Caminhei até o banheiro devagar, saboreando cada passo, sentindo o tecido molhado da legging colar na minha buceta a cada passada e roçar o clitóris. Entrei no chuveiro do jeito que estava, vestida, com a legging velha grudada na pele. E não abri a água.
Fiquei em pé no box seco, fechei os olhos, trouxe de volta a imagem do cara me olhando, o sorriso de canto, a maneira como os olhos dele desciam sem disfarce até o espaço entre as minhas pernas. E me deixei ir.
A sensação foi brutal. O calor da urina impregnando o tecido fino, saindo em jato entre os lábios, descendo pelas coxas, pelas panturrilhas, encharcando a legging até deixá-la colada ao corpo como uma segunda pele ardente. Sem a água do chuveiro para levar tudo embora, dessa vez eu sentia de verdade, cada centímetro, o contraste entre o calor que escorria e o frio do box sob os meus pés, o cheiro quente, ácido, íntimo, subindo até o nariz e enchendo o banheiro com o cheiro de mim mesma.
Sou uma nojenta, pensei, enquanto o último jato escorria entre as nádegas e caía no meu cuzinho. Uma nojenta muito nojenta. Mas isso é tão ruim assim?
Não me dei ao trabalho de procurar resposta. Passei uma mão por cima do tecido encharcado, sentindo o calor e a umidade através da trama, e comecei a massagear a buceta sem tirar nada. O tecido molhado deslizava contra o clitóris, e eu apertava e girava a palma em círculos, sentindo cada atrito me disparar uma descarga que subia até os mamilos. Puxei a legging para cima até a costura se enterrar entre os lábios da buceta e o cu, uma calcinha improvisada encharcada de mijo quente, e comecei a me mover contra a própria mão.
Quando já não aguentei, puxei a legging até a metade da coxa, sem baixá-la de vez, e enfiei dois dedos na buceta ensopada enquanto, com o polegar, moía o clitóris. Eu estava tão molhada que meus dedos entravam e saíam com um som úmido, obsceno, que ecoava no box. Pensei no cara do gás de joelhos diante de mim, com a língua enterrada na minha buceta mijada, chupando sem se importar com nada, engolindo tudo o que eu desse. Pensei no pau duro dele, em como ele teria me enfiado ali mesmo, contra a parede do hall, com o colega olhando. Pensei na cara dele encostada na minha barriga enquanto eu gozava na boca dele.

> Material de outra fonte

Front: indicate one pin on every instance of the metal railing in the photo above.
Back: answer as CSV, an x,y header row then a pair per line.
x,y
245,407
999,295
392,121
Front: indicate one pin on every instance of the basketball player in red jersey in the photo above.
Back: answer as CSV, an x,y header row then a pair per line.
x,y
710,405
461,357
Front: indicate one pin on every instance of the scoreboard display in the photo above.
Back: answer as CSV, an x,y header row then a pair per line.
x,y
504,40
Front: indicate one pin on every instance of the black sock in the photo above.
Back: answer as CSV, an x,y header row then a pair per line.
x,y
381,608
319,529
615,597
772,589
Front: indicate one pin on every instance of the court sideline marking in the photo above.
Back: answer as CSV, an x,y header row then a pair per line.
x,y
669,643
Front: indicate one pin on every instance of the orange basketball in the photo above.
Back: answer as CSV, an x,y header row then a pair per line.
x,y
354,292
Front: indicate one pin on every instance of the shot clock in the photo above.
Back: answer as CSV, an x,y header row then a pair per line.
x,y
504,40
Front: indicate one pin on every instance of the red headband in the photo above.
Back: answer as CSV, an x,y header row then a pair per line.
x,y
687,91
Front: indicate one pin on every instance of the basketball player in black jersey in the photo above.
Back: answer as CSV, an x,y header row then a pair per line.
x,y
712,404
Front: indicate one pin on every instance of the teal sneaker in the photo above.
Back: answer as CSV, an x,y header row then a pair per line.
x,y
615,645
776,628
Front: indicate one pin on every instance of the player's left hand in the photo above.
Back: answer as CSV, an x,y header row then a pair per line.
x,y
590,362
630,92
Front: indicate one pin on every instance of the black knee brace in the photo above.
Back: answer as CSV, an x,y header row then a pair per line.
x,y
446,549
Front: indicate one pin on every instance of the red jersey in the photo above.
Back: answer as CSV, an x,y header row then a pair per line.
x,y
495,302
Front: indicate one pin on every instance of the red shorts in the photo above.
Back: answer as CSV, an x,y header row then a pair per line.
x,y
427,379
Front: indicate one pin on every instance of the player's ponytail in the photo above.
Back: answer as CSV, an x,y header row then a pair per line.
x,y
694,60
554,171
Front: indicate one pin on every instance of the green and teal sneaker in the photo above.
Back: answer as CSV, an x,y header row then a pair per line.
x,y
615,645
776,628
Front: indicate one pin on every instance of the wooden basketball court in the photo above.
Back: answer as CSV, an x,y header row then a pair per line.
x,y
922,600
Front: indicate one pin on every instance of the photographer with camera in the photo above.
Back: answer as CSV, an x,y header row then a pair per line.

A imagem do cara, minha própria transgressão, o segredo absurdo e enorme do que eu estava fazendo no meu banheiro num sábado de manhã, tudo se misturou numa onda que dobrou meus joelhos. Senti a buceta se fechar em espasmos em torno dos meus dedos, o clitóris pulsando com vida própria, um novo jato, dessa vez mais leve, mais denso, escapando entre as minhas coxas e manchando minha mão. Gozei com a boca aberta e sem voz, a testa colada nos azulejos frios, tremendo inteira. E, quando pensei que tinha acabado, meti os dedos encharcados na boca e chupei meu próprio gosto, salgado e áspero, e gozei de novo, mais curto, mais seco, quase de raiva.
Quando finalmente abri a água, o jato quente caiu sobre a minha cabeça e começou a desfazer a espuma de mim mesma. Aos poucos fui baixando a legging, ajudando com a água que escorria, até ela ficar amassada perto do ralo, velha, torcida, cúmplice muda da minha perversão. Passei a mão entre as pernas, sentindo a buceta inchada, sensível, ainda pulsando, e deixei um dedo dentro por mais um tempo, só para me sentir cheia enquanto a água levava o resto.
Fiquei um tempo debaixo do chuveiro, sorrindo como uma idiota, me sentindo mais viva e mais nojenta do que em meses.
***
Nessa noite eu escrevi para Mateo.
— Você tinha razão — escrevi —. Em tudo.
— Eu disse para você dar tempo ao tempo — respondeu —. Quer me contar até onde você chegou?
Fiquei olhando a tela por um bom tempo, com o cartão do cara do gás ainda sobre a mesa da cozinha, o telefone dele me encarando do papelão, e uma mão enfiada distraidamente dentro da calça do pijama.
— Ainda não — escrevi por fim —. Isso acabou de começar.
E, pela primeira vez em muito tempo, eu soube que era verdade.